Film review: Jamie Lee Curtis looks bone-tired of it all in Halloween Ends

All originality has long since departed this franchise, writes Declan Burke 
Film review: Jamie Lee Curtis looks bone-tired of it all in Halloween Ends

Jamie Lee Curtis in Halloween Ends

★★☆☆☆

Halloween Ends (18s), the umpteenth installment in the slasher-horror franchise that spawned a thousand imitators, opens in the notorious town of Haddonfield with model student Corey Cunningham (Rohan Campbell) babysitting his neighbour’s bratty kid. 

The evening does not end well, although not for reasons we might expect – for once the tragedy doesn’t involve a knife-wielding maniac – and soon Corey is being ostracised by the locals. 

Laurie Strode (Jamie Lee Curtis) takes pity on Corey, and introduces him to her granddaughter Allyson (Andi Matichak), whereupon the pair begin dating. But has Corey been ‘infected’ by the homicidal urge that seems to have permeated Haddonfield in the wake of Michael Myers’ various killing sprees? 

This is director David Gordon Green’s third outing for the Halloween franchise, and the story begins promisingly as it explores the cumulative effect of repeated trauma upon a town’s population. 

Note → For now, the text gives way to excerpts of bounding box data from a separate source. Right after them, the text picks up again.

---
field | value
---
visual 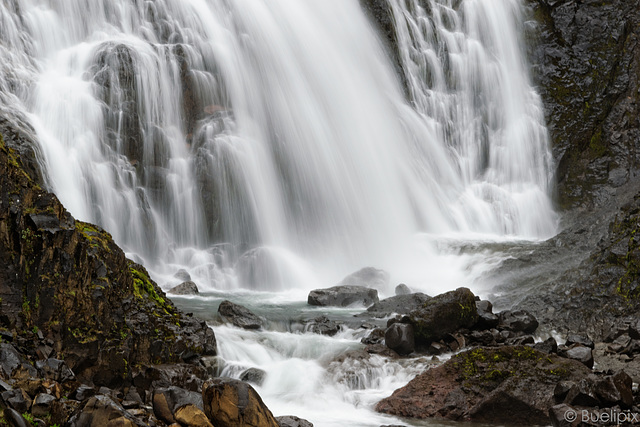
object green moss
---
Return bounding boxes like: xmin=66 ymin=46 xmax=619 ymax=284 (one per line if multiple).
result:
xmin=76 ymin=220 xmax=113 ymax=253
xmin=129 ymin=262 xmax=173 ymax=314
xmin=589 ymin=127 xmax=607 ymax=158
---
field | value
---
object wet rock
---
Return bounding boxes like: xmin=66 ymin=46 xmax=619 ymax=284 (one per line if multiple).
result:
xmin=395 ymin=283 xmax=411 ymax=295
xmin=72 ymin=384 xmax=96 ymax=402
xmin=240 ymin=368 xmax=267 ymax=385
xmin=533 ymin=337 xmax=558 ymax=353
xmin=338 ymin=267 xmax=389 ymax=290
xmin=36 ymin=359 xmax=75 ymax=383
xmin=567 ymin=345 xmax=593 ymax=369
xmin=498 ymin=310 xmax=538 ymax=334
xmin=218 ymin=300 xmax=262 ymax=329
xmin=175 ymin=405 xmax=213 ymax=427
xmin=376 ymin=346 xmax=590 ymax=425
xmin=276 ymin=415 xmax=313 ymax=427
xmin=360 ymin=328 xmax=385 ymax=344
xmin=167 ymin=281 xmax=200 ymax=295
xmin=549 ymin=403 xmax=578 ymax=427
xmin=173 ymin=268 xmax=191 ymax=282
xmin=553 ymin=381 xmax=575 ymax=402
xmin=307 ymin=286 xmax=379 ymax=307
xmin=358 ymin=292 xmax=431 ymax=317
xmin=384 ymin=323 xmax=415 ymax=355
xmin=403 ymin=288 xmax=478 ymax=345
xmin=202 ymin=378 xmax=278 ymax=427
xmin=31 ymin=393 xmax=56 ymax=417
xmin=307 ymin=316 xmax=340 ymax=337
xmin=133 ymin=364 xmax=209 ymax=392
xmin=564 ymin=334 xmax=595 ymax=349
xmin=0 ymin=388 xmax=31 ymax=414
xmin=70 ymin=395 xmax=144 ymax=427
xmin=4 ymin=408 xmax=32 ymax=427
xmin=594 ymin=371 xmax=633 ymax=408
xmin=564 ymin=378 xmax=600 ymax=407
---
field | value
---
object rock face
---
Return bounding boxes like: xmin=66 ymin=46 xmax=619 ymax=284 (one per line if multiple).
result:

US actress Jamie Lee Curtis during a visit to the new Halloween Ends Experience space in Piccadilly Circus, London. 
US actress Jamie Lee Curtis during a visit to the new Halloween Ends Experience space in Piccadilly Circus, London. 

‘Why don’t you just leave?’ Corey asks Allyson at one point, and it’s a very good question, albeit one that goes unanswered in the movie’s second half, when the effect of repeated trauma, etc., manifests itself as the desire to run about skewering folk with kitchen implements. 

Rohan Campbell is pitiably plausible as the town outcast until he starts grinning like Jack Nicholson in The Shining, while Andi Matichak offers fiery flashes as the victim who desires nothing more of Haddonfield than to ‘burn it all to the ground.’ 

Jamie Lee Curtis, on the other hand, looks bone-tired of it all at this point, and little wonder; all originality has long since departed this franchise, leaving behind little but a disturbing fetishization of big shiny knives.